Lola Okenve

Personal information
- Full name: Dolores Ángela Okenve Moyong
- Date of birth: 12 March 1997 (age 29)
- Place of birth: Libreville, Gabon
- Height: 1.56 m (5 ft 1 in)
- Positions: Left back; left winger;

Senior career*
- Years: Team / Apps / (Gls)
- 2014–2016: Unió Astorga (seven-a-side) / 23 / (19)
- 2016–2017: At. Camp Clar / 19 / (1)
- 2017–2018: Joventut Almassora
- 2019: Pozoalbense / 8 / (0)
- 2020: Lorca Féminas [es]
- 2020–2025: Viajes InterRías / Atlético Villalonga / 102+ / (6+)
- 2025–2026: Castellón / 18 / (4)
- Total:  / 170+ / (30+)

International career^{‡}
- 2023–2026: Equatorial Guinea / 3 / (0)

= Lola Okenve =

Equatoguinean footballer (born 1997)

Dolores Ángela Okenve Moyong (born 12 March 1997) is an Equatoguinean former footballer who played as a left back. She is a former Equatorial Guinea international. She also holds Spanish citizenship.

==Early life==
Okenve spent her infancy in Equatorial Guinea until the age of five, when she moved to Spain.

==Club career==

Okenve played for Spanish side Joventut Almassora, where she was regarded as one of the club's most important players.
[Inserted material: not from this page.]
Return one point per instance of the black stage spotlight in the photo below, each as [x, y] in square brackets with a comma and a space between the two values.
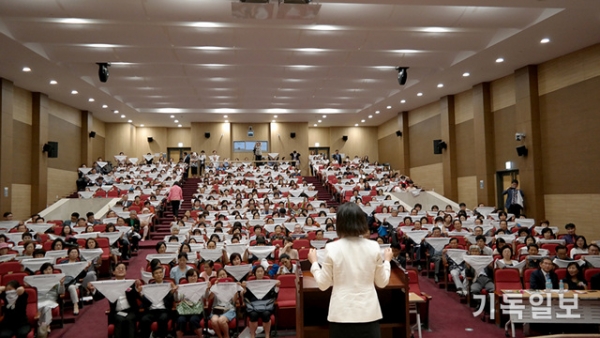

On 26 June 2025, Okenve signed for Castellón.

==International career==

Okenve debuted for the Equatorial Guinea women's national football team during 2024 Summer Olympics qualification.

==Style of play==

Okenve mainly operates as a fullback.

==Personal life==

Okenve was born in Gabon to Equatoguinean parents.